Quem historia o fato é Sebastião Nery, no livro Ninguém me contou, eu vi De Getúlio a Dilma e a narrativa apenas reforça o elenco de histórias sobre conspirações e maus presságios acerca da trajetória política de Tancredo de Almeida Neves, cuja morte completa 34 anos no domingo, 21, e que morreu nas vésperas de ser empossado presidente da República, em 1985, sendo sucedido por José Sarney, uma verdadeira reviravolta no enredo original traçado para balizar a chamada Nova República, sucedânea da ditadura militar. Sebastião Nery com a palavra:
Ela chegou com um sorriso aberto no rosto jovem e bonito, elegante, simpática, turbante na cabeça, colares, braceletes com balangandãs, joias esfuziantes nos dedos e um olhar distante, misterioso. Era dona Flávia, a mulher do presidente da Associação Brasileira de Produtores de Maçã, Mário José Batista, gauchão vermelho, com cara de terra e sol. Lembro-me bem, era 8 de março de 1985, meu aniversário. Testemunhas: Carlos Monforte, da TV Globo, Silvestre Gorgulho, do Jornal de Brasília, Milano Lopes, do Estado de São Paulo, Joaquim Mesquita, empresário de Brasília, eu e outros jornalistas convidados para a festa da maçã, que todo ano se realiza lá no Sul.
Jantávamos no belo Hotel Laje de Pedra, em Gramado, no Rio Grande do Sul. Faltava uma semana para a posse de Tancredo Neves na presidência da República. Surgiu na mesa o nome dele. Dona Flávia, diante de mim, falando sobre a magia da Bahia e outras sabedorias, ficou tensa de repente:
– Os senhores são amigos do doutor Tancredo?
– Somos, sim.
O marido, ao lado, não gostou:
– Flávia, estamos aqui na nossa festa e comemorando o aniversário do Nery, não vamos falar de coisas tristes.

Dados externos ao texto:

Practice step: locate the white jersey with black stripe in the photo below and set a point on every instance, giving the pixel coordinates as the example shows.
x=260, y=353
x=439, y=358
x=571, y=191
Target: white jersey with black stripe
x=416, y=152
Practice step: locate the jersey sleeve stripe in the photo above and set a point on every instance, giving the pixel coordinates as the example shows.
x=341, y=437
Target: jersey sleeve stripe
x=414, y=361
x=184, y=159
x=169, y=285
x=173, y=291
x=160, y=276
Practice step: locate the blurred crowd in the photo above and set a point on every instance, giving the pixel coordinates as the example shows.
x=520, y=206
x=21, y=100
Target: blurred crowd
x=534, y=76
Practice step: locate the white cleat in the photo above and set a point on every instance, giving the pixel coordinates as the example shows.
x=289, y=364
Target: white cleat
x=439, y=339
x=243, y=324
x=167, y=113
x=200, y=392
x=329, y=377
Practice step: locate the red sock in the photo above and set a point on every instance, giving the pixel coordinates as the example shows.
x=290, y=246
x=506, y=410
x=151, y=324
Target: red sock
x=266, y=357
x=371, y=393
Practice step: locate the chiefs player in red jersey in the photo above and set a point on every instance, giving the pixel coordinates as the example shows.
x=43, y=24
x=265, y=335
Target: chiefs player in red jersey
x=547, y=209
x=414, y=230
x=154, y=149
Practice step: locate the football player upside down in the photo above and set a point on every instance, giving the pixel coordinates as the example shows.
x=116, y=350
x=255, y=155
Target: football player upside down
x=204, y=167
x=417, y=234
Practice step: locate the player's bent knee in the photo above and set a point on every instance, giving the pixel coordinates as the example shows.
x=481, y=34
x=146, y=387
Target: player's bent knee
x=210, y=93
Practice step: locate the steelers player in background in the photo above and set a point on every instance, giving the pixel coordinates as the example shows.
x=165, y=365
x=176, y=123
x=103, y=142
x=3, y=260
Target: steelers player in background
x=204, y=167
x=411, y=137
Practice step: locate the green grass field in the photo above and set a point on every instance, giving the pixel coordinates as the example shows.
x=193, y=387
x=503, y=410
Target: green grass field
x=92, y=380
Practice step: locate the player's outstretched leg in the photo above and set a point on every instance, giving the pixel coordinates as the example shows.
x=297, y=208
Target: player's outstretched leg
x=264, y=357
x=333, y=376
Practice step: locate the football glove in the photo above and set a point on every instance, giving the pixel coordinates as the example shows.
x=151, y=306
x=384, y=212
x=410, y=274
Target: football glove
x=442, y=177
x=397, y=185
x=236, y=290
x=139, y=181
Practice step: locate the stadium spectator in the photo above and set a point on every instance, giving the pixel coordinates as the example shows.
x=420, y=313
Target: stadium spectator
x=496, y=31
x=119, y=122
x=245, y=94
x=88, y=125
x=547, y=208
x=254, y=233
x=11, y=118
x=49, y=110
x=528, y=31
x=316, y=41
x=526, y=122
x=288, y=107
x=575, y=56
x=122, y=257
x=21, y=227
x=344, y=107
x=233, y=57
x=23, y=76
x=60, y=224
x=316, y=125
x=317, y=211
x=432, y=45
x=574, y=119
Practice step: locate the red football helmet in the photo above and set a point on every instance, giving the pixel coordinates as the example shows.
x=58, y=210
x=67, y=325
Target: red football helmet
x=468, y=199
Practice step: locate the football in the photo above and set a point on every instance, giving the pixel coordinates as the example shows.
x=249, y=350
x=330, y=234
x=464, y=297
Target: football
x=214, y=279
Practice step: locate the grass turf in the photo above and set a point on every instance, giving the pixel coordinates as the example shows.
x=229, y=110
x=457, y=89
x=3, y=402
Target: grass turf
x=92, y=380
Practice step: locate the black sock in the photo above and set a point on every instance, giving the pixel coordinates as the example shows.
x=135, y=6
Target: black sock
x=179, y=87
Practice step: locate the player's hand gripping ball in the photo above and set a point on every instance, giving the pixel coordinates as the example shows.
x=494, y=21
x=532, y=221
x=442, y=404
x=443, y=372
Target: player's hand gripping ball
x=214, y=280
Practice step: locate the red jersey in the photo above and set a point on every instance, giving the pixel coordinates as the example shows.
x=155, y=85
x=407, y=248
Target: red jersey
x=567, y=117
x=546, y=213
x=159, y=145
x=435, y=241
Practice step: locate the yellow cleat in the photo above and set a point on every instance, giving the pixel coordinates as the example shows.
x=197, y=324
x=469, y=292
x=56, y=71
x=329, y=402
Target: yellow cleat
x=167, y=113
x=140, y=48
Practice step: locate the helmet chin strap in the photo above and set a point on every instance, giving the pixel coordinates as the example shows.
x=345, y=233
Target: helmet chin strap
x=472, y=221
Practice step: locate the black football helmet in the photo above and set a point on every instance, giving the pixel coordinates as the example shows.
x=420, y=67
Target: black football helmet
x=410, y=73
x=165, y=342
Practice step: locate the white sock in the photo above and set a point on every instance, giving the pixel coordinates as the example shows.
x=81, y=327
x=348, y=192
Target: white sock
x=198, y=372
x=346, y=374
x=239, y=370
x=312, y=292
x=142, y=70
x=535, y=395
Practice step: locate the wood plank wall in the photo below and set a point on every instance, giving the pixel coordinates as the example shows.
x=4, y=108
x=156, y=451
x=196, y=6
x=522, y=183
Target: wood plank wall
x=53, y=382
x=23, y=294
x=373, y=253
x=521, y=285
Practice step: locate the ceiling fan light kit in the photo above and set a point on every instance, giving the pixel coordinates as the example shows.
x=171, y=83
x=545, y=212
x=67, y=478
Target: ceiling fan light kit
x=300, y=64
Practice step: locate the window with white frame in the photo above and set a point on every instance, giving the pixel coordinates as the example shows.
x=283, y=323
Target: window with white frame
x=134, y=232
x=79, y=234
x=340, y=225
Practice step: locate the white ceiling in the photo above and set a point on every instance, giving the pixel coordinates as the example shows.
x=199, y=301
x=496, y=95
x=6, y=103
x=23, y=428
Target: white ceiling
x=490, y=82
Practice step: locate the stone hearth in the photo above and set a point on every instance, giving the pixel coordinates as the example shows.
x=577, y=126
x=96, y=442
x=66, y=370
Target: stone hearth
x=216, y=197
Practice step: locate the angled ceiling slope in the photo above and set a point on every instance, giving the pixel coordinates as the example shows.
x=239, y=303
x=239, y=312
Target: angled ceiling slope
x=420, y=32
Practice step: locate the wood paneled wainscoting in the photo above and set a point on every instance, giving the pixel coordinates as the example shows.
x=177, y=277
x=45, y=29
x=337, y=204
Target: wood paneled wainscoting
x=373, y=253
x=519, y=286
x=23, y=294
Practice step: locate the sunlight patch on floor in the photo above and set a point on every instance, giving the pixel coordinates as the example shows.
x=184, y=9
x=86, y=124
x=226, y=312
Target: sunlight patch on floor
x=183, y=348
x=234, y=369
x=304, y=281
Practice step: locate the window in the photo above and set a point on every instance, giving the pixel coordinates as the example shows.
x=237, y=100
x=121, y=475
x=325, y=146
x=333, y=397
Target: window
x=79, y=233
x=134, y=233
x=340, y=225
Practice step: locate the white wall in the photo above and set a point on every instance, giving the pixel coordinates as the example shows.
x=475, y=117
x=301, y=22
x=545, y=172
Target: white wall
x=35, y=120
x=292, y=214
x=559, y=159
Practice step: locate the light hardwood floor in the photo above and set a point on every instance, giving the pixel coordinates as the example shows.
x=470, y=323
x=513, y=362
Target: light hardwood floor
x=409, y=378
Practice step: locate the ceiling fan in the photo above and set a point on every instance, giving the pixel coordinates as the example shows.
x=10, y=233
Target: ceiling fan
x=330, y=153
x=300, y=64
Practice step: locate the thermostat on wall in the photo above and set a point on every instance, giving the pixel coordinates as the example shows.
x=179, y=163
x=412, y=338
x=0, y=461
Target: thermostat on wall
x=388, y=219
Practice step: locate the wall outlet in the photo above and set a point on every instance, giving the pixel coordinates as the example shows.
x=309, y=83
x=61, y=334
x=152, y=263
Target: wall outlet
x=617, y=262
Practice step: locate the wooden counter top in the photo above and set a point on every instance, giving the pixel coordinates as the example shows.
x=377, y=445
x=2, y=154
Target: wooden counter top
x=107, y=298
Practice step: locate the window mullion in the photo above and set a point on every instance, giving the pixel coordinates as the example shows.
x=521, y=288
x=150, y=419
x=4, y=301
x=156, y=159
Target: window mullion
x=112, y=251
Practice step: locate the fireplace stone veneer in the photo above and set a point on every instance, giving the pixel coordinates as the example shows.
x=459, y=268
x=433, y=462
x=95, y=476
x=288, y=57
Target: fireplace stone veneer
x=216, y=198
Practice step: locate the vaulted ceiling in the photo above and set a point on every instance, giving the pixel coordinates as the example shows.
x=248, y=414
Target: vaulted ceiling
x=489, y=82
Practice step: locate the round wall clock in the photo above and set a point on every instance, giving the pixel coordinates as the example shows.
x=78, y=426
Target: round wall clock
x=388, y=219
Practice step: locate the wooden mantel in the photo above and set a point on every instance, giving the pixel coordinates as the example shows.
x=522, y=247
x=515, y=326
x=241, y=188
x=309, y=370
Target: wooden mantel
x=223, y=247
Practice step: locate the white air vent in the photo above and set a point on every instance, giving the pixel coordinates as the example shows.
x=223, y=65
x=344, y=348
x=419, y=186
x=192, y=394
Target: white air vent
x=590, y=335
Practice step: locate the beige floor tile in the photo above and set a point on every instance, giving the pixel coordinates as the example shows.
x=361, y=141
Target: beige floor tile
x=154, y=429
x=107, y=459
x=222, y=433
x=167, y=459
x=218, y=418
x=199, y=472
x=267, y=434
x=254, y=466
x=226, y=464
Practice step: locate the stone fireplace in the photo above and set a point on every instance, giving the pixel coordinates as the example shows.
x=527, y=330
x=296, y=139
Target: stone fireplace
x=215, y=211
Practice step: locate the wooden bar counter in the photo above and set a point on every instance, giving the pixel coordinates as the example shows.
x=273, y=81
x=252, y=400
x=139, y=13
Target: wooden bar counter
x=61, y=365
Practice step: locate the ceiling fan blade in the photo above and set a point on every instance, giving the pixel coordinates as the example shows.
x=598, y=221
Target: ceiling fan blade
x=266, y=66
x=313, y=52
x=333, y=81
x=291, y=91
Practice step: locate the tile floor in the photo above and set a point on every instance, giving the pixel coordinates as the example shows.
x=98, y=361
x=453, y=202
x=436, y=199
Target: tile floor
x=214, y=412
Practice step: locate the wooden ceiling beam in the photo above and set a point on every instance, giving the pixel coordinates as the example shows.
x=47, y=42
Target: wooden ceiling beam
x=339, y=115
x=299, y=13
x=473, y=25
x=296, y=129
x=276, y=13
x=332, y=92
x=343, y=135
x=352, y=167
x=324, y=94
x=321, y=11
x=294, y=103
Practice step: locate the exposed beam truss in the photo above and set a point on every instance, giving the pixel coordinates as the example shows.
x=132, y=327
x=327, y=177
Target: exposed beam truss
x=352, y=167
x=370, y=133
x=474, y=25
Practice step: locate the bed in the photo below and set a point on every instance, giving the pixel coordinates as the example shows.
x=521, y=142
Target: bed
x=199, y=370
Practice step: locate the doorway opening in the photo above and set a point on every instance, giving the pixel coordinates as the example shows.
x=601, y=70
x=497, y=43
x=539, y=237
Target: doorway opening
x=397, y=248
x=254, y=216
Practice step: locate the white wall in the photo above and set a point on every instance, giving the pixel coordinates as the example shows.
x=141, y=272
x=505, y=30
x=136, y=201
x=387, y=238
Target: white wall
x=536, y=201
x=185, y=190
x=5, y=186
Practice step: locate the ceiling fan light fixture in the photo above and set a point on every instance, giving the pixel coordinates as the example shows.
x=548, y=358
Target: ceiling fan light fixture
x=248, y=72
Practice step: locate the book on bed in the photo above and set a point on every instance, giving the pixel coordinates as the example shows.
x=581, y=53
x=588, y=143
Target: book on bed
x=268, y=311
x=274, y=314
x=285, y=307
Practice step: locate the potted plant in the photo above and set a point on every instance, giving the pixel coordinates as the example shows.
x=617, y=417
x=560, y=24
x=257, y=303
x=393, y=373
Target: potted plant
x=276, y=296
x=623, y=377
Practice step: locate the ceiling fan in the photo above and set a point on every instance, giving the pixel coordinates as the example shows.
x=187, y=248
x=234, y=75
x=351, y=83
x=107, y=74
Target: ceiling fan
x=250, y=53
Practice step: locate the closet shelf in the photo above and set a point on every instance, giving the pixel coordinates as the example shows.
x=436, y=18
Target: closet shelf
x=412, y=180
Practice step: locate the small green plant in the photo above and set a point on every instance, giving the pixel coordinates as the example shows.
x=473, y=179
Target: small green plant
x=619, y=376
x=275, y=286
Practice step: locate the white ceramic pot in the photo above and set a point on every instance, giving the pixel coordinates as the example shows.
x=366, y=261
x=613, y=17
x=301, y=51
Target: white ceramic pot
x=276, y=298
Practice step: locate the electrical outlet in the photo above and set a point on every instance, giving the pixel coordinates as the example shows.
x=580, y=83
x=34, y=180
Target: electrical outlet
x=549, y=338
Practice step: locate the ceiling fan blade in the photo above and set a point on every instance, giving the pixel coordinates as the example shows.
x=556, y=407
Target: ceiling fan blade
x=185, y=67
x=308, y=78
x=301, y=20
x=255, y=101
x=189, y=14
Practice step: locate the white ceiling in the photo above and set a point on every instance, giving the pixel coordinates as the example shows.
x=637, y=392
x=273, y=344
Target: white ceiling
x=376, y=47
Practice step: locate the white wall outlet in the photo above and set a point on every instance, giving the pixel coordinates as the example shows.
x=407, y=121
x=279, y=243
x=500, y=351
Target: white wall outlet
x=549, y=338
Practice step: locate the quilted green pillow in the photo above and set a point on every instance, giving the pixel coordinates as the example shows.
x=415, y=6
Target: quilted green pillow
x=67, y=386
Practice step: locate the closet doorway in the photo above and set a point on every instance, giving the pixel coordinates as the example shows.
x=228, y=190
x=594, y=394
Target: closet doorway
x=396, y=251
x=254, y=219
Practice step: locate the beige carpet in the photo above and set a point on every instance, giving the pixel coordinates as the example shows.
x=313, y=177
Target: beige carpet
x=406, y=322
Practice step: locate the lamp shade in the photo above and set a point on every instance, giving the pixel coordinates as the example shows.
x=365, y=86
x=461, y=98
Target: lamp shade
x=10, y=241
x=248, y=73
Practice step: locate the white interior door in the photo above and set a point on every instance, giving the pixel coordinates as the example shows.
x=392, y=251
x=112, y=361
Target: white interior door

Levamos um susto, Silvestre insistiu:
– Que coisas tristes?
Dona Flávia ficou corada, olhou serenamente parra o marido:
– Desculpem os senhores que são amigos dele, mas devo dar-lhes uma notícia ruim, que peço que fique aqui. Infelizmente, nosso querido doutor Tancredo não vai ser presidente, não vai assumir no dia 15. Ele vai morrer.
– Vai morrer de quê? De doença ou de um golpe? perguntei.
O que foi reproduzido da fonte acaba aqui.